Marketo Source Connector for Confluent Platform¶
Caution
Preview connectors aren’t currently supported, nor are they recommended for production use.
Marketo is a marketing automation platform used predominantly by marketers to
manage marketing campaigns and flows to potential customers and prospects. The
Kafka Connect Marketo Source connector copies data into Apache Kafka® from various
Marketo entities such as leads
, programs
, campaigns
,
staticLists
, and all activities entities like activities_add_to_nurture
,
activities_add_to_opportunity
, and more, using the Marketo REST API. You can find the list of
supported Marketo entities in Supported Entities.
Initialize the tasks.max
configuration parameter to the number of entities being
configured in the entity.names
property of the connector, treating all activity
types as a single entity.
Features¶
The Marketo Source connector includes the following features:
- At least once delivery
- Supports one task
- Quick turnaround
- Schema detection and evolution
- Automatic discovery of bulk export entities
- Real-time and historical lookup
- Automatic retries
- Error handling
- Throughput tuning
- Downloaded streaming of bulk export entities
At least once delivery¶
The connector guarantees no loss of messages from Marketo to Kafka. Messages may be reprocessed because of task failures, which may cause duplication.
Supports one task¶
The Marketo Source connector supports running only one task–one Marketo entity is covered by one task.
Quick turnaround¶
The Marketo Source connector ensures that data between your Marketo entities and
corresponding Kafka topics are synced quickly, with minimal lag. The poll
frequency on each entity has been specifically pre-configured within the
connector, based on the size of the table, adhering to the daily quota, rate and
concurrency limits as prescribed by Marketo.

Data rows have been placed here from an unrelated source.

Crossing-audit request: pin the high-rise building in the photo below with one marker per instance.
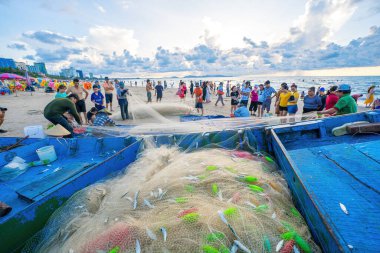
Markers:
(68, 73)
(40, 67)
(79, 74)
(7, 63)
(21, 65)
(32, 68)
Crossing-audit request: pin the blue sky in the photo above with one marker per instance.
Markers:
(173, 37)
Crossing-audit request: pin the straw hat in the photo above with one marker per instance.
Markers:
(57, 130)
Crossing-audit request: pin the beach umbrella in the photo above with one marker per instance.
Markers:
(4, 76)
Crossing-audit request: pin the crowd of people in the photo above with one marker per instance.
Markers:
(68, 109)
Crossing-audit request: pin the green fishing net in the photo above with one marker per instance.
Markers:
(207, 200)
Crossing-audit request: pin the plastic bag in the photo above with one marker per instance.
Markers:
(16, 167)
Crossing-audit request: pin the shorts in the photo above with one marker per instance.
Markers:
(306, 110)
(108, 98)
(244, 102)
(81, 106)
(253, 106)
(292, 109)
(266, 104)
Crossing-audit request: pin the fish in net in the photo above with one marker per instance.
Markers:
(208, 200)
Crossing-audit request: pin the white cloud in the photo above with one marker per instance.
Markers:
(100, 8)
(109, 39)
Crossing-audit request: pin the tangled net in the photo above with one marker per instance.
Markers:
(211, 200)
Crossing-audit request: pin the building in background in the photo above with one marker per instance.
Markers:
(41, 68)
(21, 65)
(7, 63)
(68, 73)
(32, 68)
(79, 74)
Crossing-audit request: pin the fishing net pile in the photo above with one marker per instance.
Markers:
(209, 200)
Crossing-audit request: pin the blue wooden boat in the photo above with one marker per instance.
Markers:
(325, 172)
(36, 193)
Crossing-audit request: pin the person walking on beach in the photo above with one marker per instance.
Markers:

Larger and more dynamic tables like activities
and leads
are pulled with
an appropriate delay of 5 minutes between consecutive pulls. Mostly static
assets, which have infrequent updates, like campaigns
, programs
and
staticLists
are pulled with a delay of 30 seconds between consecutive
pulls.
Schema detection and evolution¶
The connector supports automatic schema detection and backward compatible schema
evolution for asset entities such as campaigns
, programs
and
staticLists
. For bulk export entities like leads
and activities
,
records are produced with CSV schema directly from column headers provided by
the export files.
Automatic discovery of bulk export entities¶
For leads
, the fields present in leads entities are automatically discovered
by the connector, and the user does not have to provide them explicitly as part
of connector configurations. For activities
entities, connector discovers
the activity type IDs of the activity types provided by the user. Here, activity
types are human-readable activity entity names, while activity type IDs are the
Marketo system-assigned numbers to different activity types.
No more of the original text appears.